Le premier tome mettait en place le contexte. Cette deuxième livraison se concentre davantage sur les deux destins qui vont être brisés, même si le personnage qui sert de fil rouge, Fujimoto, continue de s'interroger sur sa mission et sur la société qui le mandate pour assassiner au nom du bonheur. Tout l'art de Motorô Mase va donc consister à individualiser au fil de sa série les situations qui mèneront toutes à la même fin : le décès du personnage. Et cela fonctionne.

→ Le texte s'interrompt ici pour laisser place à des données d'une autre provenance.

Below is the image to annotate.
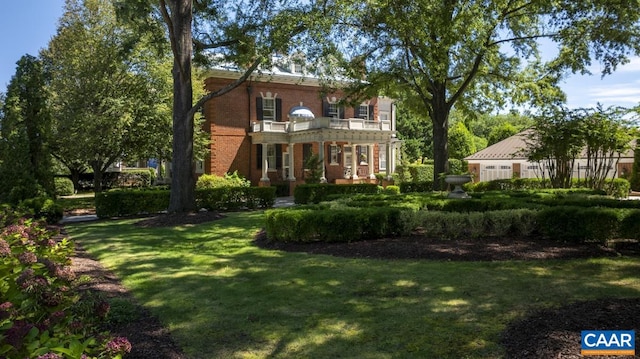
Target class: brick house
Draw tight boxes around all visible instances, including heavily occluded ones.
[464,130,636,182]
[204,62,400,191]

Bien sûr, personne ne se réjouit à l'idée de bientôt disparaître. Mais passé le premier choc, on peut réagir de nombreuses manières. Les deux histoires narrées dans cet album sont très différentes mais ont en commun de s'articuler autour de personnages qui vont aller vers la rédemption, même si tout ne se passe pas nécessairement comme prévu. Le terreau scénaristique est fertile et on peut dire que dans ce deuxième tome, l'auteur nippon parvient aisément à remplir ses objectifs. On ne décroche pas, c'est bien mené, émouvant, avec une mise en scène graphique qui tient la route à défaut d'être remarquable.